Shan Shan, Chen Xuehui
Structural Biology Laboratory, Tsinghua University, Beijing 100084, People's Republic of China.
Acta Crystallogr Sect F Struct Biol Cryst Commun. 2011 Jul 1;67(Pt 7):821-3. doi: 10.1107/S1744309111019567. Epub 2011 Jun 30.
The 4-diphosphocytidyl-2-C-methyl-D-erythritol kinase (IspE) from Mycobacterium tuberculosis, an enzyme from the 2-C-methyl-D-erythritol 4-phosphate (MEP) pathway, is crucial and essential for the survival of this pathogenic bacterium. IspE catalyzes the conversion of 4-diphosphocytidyl-2-C-methyl-D-erythritol (CDP-ME) to 4-diphosphocytidyl-2-C-methyl-D-erythritol 2-phosphate (CDP-ME2P) in an ATP-dependent manner.
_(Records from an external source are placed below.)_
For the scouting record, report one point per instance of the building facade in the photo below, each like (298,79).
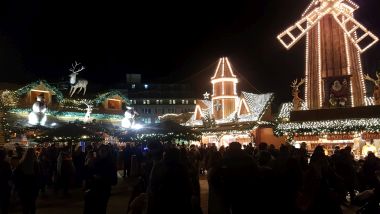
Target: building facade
(153,101)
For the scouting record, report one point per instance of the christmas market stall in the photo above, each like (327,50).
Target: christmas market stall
(228,117)
(336,111)
(40,106)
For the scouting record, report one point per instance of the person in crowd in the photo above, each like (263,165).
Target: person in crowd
(169,188)
(79,158)
(26,177)
(102,176)
(5,177)
(65,172)
(236,170)
(127,155)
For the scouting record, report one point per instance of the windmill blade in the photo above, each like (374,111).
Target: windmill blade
(352,28)
(294,33)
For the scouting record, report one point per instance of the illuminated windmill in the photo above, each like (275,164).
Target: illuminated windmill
(224,97)
(334,42)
Solving the crystal structure of M. tuberculosis IspE will shed light on its structural details and mechanism of action and may provide the basis for the future design of drugs for the treatment of multidrug-resistant and extremely drug-resistant M. tuberculosis strains. Recombinant M. tuberculosis IspE was crystallized at 291 K using NaCl or Li2SO4 as a precipitant. A 2.1 Å resolution native data set was collected from a single flash-cooled crystal (100 K) belonging to space group P2(1)2(1)2(1), with unit-cell parameters a=52.5, b=72.3, c=107.3 Å. One molecule was assumed per asymmetric unit, which gives a Matthews coefficient of 3.4 Å3 Da(-1) with 63% solvent content.
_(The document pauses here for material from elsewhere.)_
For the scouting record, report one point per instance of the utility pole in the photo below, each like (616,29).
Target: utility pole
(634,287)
结核分枝杆菌的4-二磷酸胞苷-2-C-甲基-D-赤藓醇激酶(IspE)是2-C-甲基-D-赤藓醇4-磷酸(MEP)途径中的一种酶,对这种致病细菌的存活至关重要且必不可少。IspE以ATP依赖的方式催化4-二磷酸胞苷-2-C-甲基-D-赤藓醇(CDP-ME)转化为4-二磷酸胞苷-2-C-甲基-D-赤藓醇2-磷酸(CDP-ME2P)。解析结核分枝杆菌IspE的晶体结构将揭示其结构细节和作用机制,并可能为未来设计治疗耐多药和广泛耐药结核分枝杆菌菌株的药物提供依据。使用NaCl或Li2SO4作为沉淀剂,在291 K下使重组结核分枝杆菌IspE结晶。从属于空间群P2(1)2(1)2(1)、晶胞参数a=52.5、b=72.3、c=107.3 Å的单个快速冷却晶体(100 K)收集到分辨率为2.1 Å的天然数据集。每个不对称单元假定有一个分子,这给出了马修斯系数为3.4 Å3 Da(-1),溶剂含量为63%。